McGovern C, Cusack DA. J. Clin. Forensic Med. 2004; 11(6): 289-298.

Affiliation

Division of Legal Medicine, Department of Forensic Medicine, University College Dublin, Earlsfort Terrace, Dublin 2, Ireland.

Copyright

(Copyright © 2004, Elsevier Publishing)

DOI

10.1016/j.jcfm.2004.04.015

PMID

15522637

Abstract

This paper focuses on 109 cases of suicide that occurred in Kildare from 1995 to 2002. These statistics were obtained by examining the records of the Kildare County Coroner. There is no central national location for the records of the 48 coroner jurisdictions in Ireland and all coroners are required by law to retain the files on each inquest indefinitely.
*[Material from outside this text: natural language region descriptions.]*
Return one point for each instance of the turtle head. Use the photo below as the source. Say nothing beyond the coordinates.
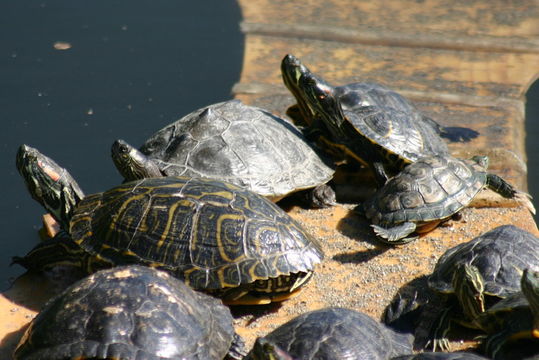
(323, 103)
(481, 160)
(530, 288)
(131, 163)
(292, 70)
(265, 349)
(49, 184)
(469, 286)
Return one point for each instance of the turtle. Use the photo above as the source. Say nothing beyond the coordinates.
(458, 355)
(234, 142)
(430, 191)
(467, 280)
(331, 333)
(131, 312)
(357, 95)
(215, 236)
(382, 138)
(513, 319)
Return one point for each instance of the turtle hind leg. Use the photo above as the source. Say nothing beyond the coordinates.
(395, 235)
(322, 196)
(238, 349)
(502, 187)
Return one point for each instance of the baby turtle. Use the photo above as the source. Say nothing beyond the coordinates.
(331, 333)
(467, 280)
(512, 319)
(430, 191)
(215, 236)
(232, 142)
(130, 312)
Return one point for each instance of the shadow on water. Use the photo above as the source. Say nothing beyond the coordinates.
(130, 69)
(532, 140)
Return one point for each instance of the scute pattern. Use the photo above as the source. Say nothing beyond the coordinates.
(210, 233)
(338, 333)
(432, 188)
(129, 313)
(241, 144)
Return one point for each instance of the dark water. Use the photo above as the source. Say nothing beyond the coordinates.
(133, 67)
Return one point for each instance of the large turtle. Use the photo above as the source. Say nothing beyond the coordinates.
(233, 142)
(215, 236)
(513, 319)
(130, 312)
(381, 137)
(428, 192)
(467, 280)
(357, 95)
(331, 333)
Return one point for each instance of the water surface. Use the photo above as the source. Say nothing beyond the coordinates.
(131, 67)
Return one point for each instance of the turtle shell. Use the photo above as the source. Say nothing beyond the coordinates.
(129, 313)
(396, 132)
(241, 144)
(209, 233)
(433, 188)
(337, 333)
(500, 255)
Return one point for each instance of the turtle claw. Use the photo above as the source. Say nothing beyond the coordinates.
(396, 235)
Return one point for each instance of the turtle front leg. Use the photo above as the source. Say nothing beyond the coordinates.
(395, 235)
(435, 324)
(502, 187)
(322, 196)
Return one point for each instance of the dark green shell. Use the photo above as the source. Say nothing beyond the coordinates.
(210, 233)
(337, 334)
(396, 132)
(240, 144)
(129, 313)
(500, 255)
(432, 188)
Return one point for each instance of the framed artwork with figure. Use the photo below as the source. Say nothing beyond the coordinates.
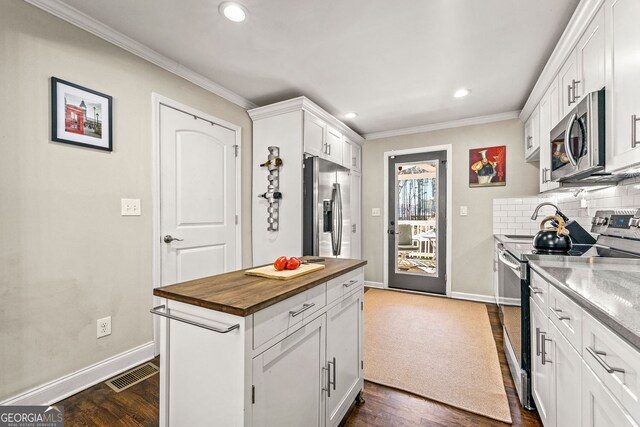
(487, 166)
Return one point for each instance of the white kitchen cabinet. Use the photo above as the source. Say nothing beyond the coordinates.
(590, 58)
(622, 44)
(532, 136)
(599, 407)
(356, 215)
(541, 366)
(546, 114)
(344, 356)
(288, 380)
(567, 379)
(567, 78)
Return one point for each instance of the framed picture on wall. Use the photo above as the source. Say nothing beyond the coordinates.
(80, 116)
(487, 166)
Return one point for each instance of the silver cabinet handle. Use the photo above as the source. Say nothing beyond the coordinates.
(543, 356)
(158, 310)
(596, 355)
(351, 283)
(304, 308)
(574, 83)
(557, 312)
(328, 389)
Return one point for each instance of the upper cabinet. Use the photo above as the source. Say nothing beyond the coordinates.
(532, 136)
(623, 83)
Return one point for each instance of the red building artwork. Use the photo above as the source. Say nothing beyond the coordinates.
(74, 119)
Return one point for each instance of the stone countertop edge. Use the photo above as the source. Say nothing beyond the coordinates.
(629, 336)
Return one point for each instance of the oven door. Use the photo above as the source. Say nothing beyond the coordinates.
(577, 149)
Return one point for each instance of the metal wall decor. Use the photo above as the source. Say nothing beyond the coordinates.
(272, 195)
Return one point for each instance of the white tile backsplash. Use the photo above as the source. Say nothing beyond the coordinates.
(513, 216)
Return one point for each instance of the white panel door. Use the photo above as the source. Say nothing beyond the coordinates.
(197, 197)
(623, 83)
(289, 379)
(343, 355)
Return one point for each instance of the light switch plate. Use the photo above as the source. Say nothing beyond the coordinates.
(130, 207)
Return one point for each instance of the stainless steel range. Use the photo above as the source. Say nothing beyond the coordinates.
(618, 232)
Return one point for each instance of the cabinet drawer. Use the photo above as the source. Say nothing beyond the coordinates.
(608, 355)
(287, 314)
(342, 285)
(539, 290)
(567, 316)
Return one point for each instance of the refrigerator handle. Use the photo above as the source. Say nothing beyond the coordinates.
(338, 225)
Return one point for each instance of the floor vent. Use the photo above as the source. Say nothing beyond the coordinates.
(132, 377)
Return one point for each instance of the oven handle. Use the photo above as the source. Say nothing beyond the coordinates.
(502, 256)
(567, 135)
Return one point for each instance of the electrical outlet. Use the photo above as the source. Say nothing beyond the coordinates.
(130, 207)
(104, 327)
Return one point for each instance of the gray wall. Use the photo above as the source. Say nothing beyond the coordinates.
(68, 257)
(472, 235)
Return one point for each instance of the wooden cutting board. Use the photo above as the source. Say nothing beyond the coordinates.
(270, 272)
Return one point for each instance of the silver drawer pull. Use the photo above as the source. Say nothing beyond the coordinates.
(157, 310)
(596, 355)
(351, 283)
(557, 312)
(304, 308)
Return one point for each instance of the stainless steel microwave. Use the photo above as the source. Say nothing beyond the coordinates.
(578, 141)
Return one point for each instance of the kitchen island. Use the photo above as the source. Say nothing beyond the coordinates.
(240, 350)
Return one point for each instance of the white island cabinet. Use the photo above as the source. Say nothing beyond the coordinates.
(239, 350)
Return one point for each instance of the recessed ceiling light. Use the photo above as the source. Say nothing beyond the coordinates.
(233, 11)
(460, 93)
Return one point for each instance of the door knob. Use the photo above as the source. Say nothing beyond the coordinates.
(168, 239)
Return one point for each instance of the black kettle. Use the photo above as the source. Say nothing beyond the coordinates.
(552, 240)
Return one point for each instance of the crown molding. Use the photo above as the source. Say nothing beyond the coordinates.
(580, 20)
(444, 125)
(97, 28)
(305, 104)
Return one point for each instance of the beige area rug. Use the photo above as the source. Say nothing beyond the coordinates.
(438, 348)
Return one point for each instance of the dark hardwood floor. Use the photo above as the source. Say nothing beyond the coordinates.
(384, 406)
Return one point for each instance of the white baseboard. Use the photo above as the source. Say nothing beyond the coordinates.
(489, 299)
(378, 285)
(68, 385)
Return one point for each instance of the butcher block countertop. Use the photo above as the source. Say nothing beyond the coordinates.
(242, 295)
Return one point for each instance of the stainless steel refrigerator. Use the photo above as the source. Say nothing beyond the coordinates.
(327, 209)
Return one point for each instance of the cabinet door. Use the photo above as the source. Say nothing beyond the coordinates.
(334, 145)
(567, 380)
(545, 111)
(289, 378)
(356, 215)
(541, 373)
(343, 355)
(567, 78)
(314, 135)
(590, 55)
(599, 407)
(622, 44)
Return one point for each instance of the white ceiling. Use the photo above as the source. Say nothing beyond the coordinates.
(396, 66)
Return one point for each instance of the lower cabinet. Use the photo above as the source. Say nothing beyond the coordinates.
(288, 379)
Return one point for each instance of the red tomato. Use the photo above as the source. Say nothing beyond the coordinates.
(280, 263)
(293, 263)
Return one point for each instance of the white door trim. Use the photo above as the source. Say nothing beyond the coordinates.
(157, 100)
(449, 210)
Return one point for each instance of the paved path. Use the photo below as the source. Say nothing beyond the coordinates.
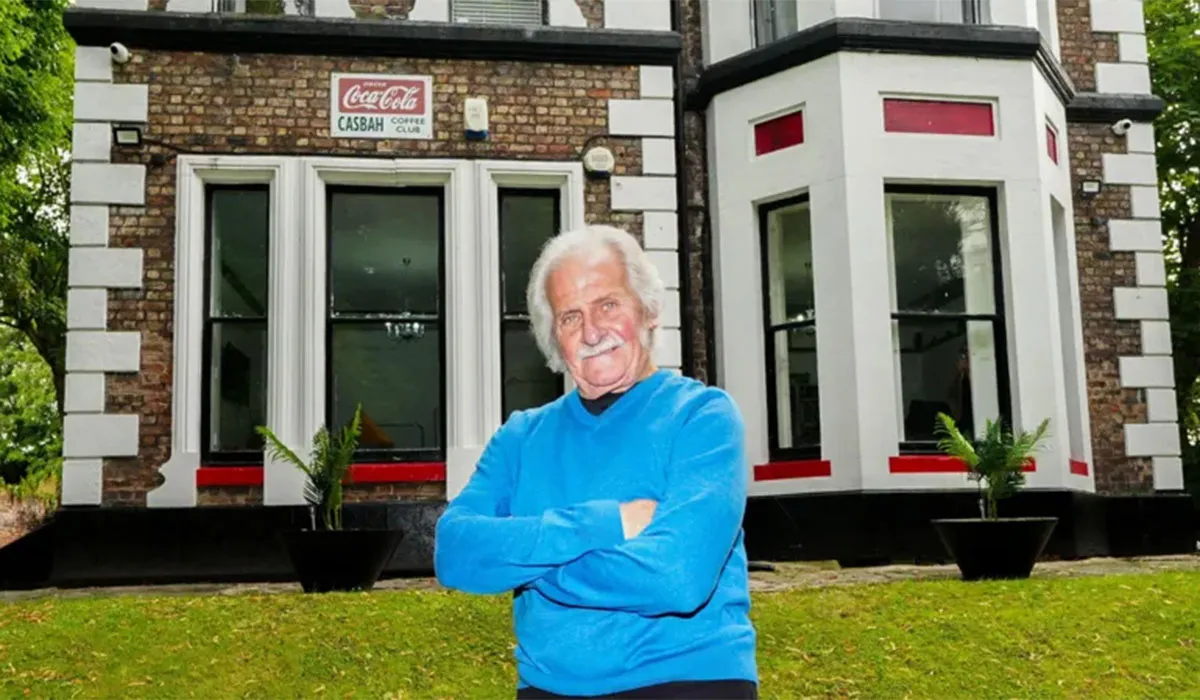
(785, 576)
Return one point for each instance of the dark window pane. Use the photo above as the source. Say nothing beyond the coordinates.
(942, 252)
(528, 383)
(527, 221)
(238, 386)
(238, 251)
(394, 370)
(797, 410)
(384, 251)
(790, 257)
(946, 365)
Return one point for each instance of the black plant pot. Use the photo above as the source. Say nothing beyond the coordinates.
(340, 560)
(1006, 548)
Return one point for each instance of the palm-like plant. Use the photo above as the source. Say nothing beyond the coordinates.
(329, 465)
(994, 461)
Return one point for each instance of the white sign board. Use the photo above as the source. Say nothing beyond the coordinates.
(377, 106)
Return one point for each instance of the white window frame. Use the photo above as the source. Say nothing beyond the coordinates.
(297, 298)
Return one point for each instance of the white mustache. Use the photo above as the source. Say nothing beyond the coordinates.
(605, 345)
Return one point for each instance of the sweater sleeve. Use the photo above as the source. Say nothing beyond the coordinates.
(480, 548)
(673, 566)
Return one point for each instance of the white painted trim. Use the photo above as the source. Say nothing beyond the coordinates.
(647, 15)
(657, 82)
(641, 118)
(82, 482)
(112, 102)
(642, 193)
(1168, 473)
(192, 174)
(89, 225)
(108, 184)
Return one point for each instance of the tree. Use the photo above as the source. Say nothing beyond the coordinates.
(30, 424)
(36, 66)
(1173, 35)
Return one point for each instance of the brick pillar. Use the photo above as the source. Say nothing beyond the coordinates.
(1121, 276)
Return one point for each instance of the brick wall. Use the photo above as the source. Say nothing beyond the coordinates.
(1080, 48)
(1101, 270)
(280, 105)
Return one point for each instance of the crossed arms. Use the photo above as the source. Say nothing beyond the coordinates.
(580, 555)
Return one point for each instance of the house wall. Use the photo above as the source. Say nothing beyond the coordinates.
(132, 392)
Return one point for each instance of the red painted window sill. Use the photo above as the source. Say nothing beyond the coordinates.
(792, 470)
(935, 465)
(396, 473)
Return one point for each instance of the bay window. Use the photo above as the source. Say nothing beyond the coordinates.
(952, 11)
(235, 310)
(948, 329)
(790, 313)
(774, 19)
(384, 329)
(519, 12)
(527, 220)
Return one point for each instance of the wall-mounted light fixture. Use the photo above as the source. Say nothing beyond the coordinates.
(127, 135)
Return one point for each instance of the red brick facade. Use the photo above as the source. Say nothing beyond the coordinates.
(1101, 270)
(251, 103)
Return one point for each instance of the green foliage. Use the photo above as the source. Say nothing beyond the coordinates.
(36, 83)
(327, 468)
(30, 428)
(1173, 39)
(1115, 636)
(995, 460)
(36, 77)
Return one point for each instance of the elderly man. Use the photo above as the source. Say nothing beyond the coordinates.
(615, 512)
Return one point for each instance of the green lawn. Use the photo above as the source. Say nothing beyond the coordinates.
(1105, 636)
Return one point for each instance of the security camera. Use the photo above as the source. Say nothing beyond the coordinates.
(120, 54)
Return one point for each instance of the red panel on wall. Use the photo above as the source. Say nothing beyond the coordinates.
(793, 470)
(389, 473)
(935, 117)
(935, 465)
(779, 133)
(1053, 143)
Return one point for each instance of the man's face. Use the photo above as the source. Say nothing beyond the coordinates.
(599, 323)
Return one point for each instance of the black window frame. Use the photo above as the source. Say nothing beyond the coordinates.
(208, 455)
(508, 319)
(775, 453)
(997, 317)
(372, 455)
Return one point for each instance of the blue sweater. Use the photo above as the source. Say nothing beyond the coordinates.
(594, 612)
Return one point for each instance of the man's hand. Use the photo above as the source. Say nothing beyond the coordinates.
(635, 515)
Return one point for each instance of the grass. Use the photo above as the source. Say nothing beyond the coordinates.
(1097, 636)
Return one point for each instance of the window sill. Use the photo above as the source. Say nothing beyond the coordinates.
(383, 473)
(934, 464)
(792, 470)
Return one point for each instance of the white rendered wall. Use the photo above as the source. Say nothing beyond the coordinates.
(844, 166)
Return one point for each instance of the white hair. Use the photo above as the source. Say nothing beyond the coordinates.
(593, 243)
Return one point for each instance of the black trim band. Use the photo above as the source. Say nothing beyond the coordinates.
(881, 36)
(1099, 108)
(178, 31)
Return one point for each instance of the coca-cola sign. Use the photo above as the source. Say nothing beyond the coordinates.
(369, 106)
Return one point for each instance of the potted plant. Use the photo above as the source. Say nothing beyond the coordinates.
(991, 546)
(329, 557)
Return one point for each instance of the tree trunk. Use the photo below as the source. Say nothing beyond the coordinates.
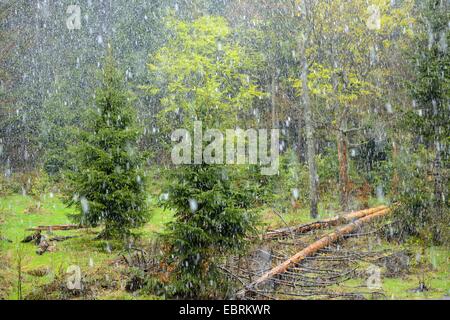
(395, 177)
(309, 251)
(344, 184)
(273, 93)
(309, 130)
(438, 181)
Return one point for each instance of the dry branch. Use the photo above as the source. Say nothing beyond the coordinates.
(56, 227)
(310, 250)
(285, 232)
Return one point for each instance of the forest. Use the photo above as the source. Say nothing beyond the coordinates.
(224, 149)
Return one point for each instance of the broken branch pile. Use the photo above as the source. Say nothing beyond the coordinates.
(315, 247)
(285, 232)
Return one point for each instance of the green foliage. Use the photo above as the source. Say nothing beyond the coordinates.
(424, 207)
(106, 181)
(212, 217)
(415, 214)
(202, 74)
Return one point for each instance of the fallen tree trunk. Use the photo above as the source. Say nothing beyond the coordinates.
(285, 232)
(56, 227)
(310, 250)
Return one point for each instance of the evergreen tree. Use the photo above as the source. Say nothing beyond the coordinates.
(201, 74)
(424, 209)
(107, 176)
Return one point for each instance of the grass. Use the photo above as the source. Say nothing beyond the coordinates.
(96, 258)
(21, 212)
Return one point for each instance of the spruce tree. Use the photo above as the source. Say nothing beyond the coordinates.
(424, 210)
(106, 180)
(208, 82)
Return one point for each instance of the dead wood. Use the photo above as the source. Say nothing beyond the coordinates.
(311, 249)
(56, 227)
(285, 232)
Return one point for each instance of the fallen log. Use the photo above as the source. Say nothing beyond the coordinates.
(62, 238)
(56, 227)
(310, 250)
(285, 232)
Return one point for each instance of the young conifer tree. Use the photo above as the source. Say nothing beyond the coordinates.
(106, 181)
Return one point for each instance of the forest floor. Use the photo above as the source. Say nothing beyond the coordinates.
(104, 277)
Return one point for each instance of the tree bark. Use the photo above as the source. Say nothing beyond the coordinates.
(310, 250)
(309, 132)
(285, 232)
(344, 183)
(273, 93)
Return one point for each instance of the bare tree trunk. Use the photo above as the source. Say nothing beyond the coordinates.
(438, 181)
(309, 130)
(344, 184)
(273, 93)
(395, 177)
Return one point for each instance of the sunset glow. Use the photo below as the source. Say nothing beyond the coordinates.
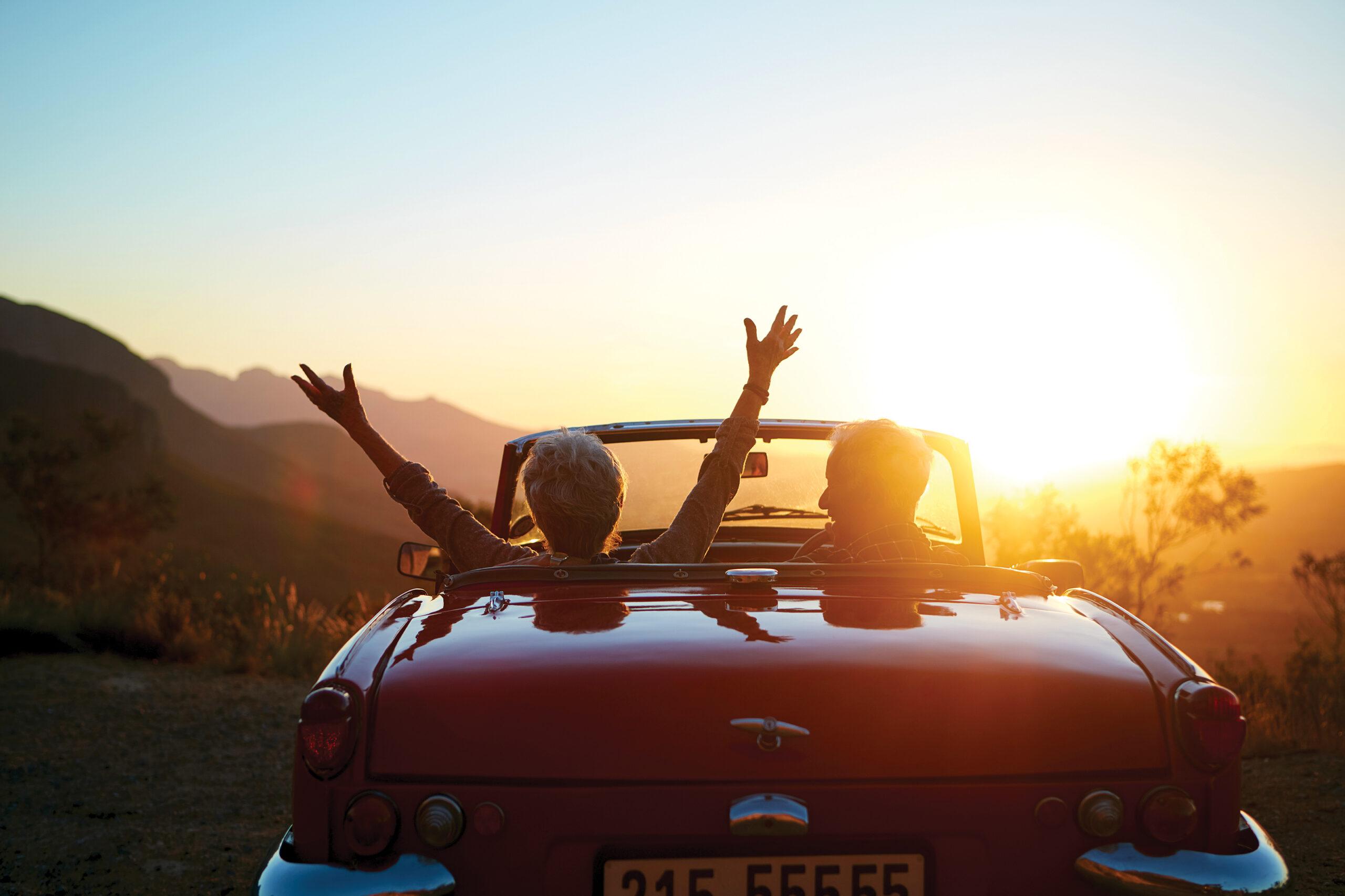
(1044, 343)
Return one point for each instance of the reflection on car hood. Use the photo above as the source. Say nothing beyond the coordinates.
(645, 688)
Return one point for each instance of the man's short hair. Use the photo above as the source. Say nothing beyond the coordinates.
(575, 489)
(895, 458)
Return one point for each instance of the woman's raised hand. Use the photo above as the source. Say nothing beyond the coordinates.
(765, 354)
(344, 407)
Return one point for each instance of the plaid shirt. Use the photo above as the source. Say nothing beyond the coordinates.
(899, 541)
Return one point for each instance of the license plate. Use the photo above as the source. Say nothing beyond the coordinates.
(878, 875)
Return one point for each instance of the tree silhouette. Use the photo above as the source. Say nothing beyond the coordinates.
(1175, 495)
(1322, 584)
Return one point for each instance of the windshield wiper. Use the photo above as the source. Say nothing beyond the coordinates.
(769, 512)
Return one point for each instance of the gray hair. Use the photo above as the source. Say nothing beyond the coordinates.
(575, 487)
(896, 458)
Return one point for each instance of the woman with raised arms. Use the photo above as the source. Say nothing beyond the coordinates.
(575, 486)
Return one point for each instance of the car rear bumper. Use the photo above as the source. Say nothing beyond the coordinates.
(408, 875)
(1121, 868)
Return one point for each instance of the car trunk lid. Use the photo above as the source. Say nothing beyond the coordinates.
(649, 688)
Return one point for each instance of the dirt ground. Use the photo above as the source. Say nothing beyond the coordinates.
(127, 777)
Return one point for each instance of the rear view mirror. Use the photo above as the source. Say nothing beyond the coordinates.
(755, 465)
(521, 526)
(420, 561)
(1063, 574)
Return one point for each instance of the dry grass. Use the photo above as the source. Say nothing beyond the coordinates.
(220, 621)
(1303, 708)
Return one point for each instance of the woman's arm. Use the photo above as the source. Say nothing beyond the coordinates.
(349, 412)
(470, 544)
(693, 529)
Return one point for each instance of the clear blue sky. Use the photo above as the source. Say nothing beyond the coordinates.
(560, 213)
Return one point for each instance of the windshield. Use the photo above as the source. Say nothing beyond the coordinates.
(662, 473)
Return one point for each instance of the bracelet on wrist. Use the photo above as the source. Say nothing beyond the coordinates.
(758, 391)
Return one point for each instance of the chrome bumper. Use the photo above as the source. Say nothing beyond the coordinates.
(405, 876)
(1121, 868)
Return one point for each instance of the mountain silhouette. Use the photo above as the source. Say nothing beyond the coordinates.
(197, 442)
(217, 523)
(462, 450)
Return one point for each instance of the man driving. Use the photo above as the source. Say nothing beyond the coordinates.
(876, 475)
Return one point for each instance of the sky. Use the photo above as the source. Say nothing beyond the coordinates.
(1058, 231)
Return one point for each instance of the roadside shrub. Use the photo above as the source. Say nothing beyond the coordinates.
(1301, 710)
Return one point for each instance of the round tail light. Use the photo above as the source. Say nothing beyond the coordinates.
(1209, 723)
(1169, 815)
(1101, 813)
(327, 730)
(370, 824)
(439, 821)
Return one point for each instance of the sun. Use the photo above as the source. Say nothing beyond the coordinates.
(1048, 346)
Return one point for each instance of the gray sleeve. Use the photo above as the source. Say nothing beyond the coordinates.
(693, 529)
(470, 544)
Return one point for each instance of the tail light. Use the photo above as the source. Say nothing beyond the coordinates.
(327, 730)
(1209, 724)
(370, 824)
(1169, 815)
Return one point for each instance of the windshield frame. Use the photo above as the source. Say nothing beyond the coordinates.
(954, 450)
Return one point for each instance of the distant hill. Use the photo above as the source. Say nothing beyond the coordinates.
(215, 521)
(463, 451)
(219, 452)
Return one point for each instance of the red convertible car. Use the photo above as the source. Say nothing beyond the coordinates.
(752, 727)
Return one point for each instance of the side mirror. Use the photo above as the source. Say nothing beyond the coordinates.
(420, 561)
(1063, 574)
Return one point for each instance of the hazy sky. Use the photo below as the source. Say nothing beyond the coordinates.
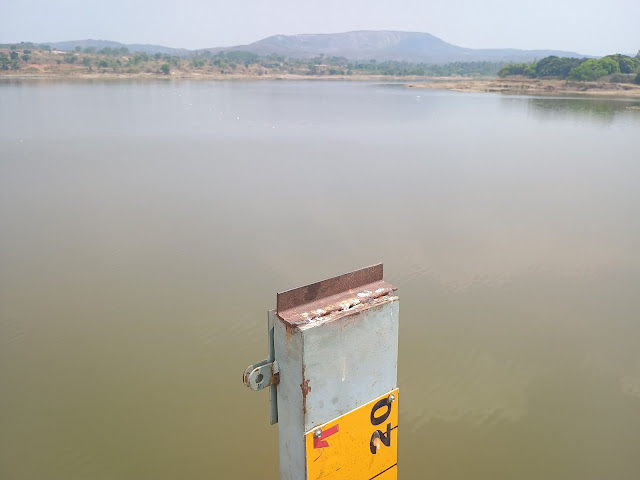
(586, 26)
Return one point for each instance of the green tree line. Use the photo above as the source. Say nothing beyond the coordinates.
(620, 67)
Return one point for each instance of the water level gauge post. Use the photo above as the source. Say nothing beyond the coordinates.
(332, 373)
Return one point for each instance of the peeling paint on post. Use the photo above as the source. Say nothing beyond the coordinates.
(334, 350)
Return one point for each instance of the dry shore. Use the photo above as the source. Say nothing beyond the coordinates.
(182, 75)
(527, 86)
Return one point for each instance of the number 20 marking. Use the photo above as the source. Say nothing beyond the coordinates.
(382, 437)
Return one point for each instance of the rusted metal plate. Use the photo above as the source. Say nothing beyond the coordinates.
(334, 297)
(360, 445)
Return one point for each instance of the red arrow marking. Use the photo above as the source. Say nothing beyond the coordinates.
(320, 442)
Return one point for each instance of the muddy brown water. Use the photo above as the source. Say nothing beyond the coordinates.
(145, 228)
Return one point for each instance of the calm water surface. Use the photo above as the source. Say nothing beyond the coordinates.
(145, 228)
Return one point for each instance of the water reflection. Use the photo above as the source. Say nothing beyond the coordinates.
(598, 109)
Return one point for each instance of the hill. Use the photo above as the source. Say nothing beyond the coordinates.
(412, 47)
(366, 45)
(70, 45)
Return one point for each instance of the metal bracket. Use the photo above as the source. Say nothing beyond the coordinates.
(266, 373)
(261, 375)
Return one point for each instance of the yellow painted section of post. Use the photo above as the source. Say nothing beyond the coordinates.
(360, 445)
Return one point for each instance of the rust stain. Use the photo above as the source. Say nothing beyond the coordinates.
(304, 386)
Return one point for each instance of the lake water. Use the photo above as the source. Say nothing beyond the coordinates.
(145, 228)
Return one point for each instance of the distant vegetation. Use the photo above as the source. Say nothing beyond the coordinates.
(618, 68)
(35, 58)
(30, 58)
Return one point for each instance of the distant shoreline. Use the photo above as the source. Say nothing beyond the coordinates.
(208, 76)
(537, 87)
(518, 86)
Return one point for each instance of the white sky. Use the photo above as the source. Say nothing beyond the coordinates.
(585, 26)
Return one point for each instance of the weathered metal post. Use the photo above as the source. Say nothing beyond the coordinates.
(332, 372)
However, the actual record of verdict given at inquest is not the one used for determining the suicide rate in the country. This is achieved by the Central Statistics Office (CSO) Form 104, which asks for the investigating police officer to give his or her opinion as to the cause of death. This results in discrepancies between what the coroner records and what the official suicide rate is presumed to be. These figures are further influenced by some coroners choosing to return a verdict "death in accordance with the medical evidence" as opposed to a verdict of suicide. The files were also examined to find the high-risk groups or those groups which have a tendency towards suicide. Over 84% of suicides were male and 32 men were between the ages of 20 and 30. It is suggested that the standardisation of recording verdicts of suicide be implemented as soon as possible as the current situation leads to variances between coroner's records and those kept by the CSO.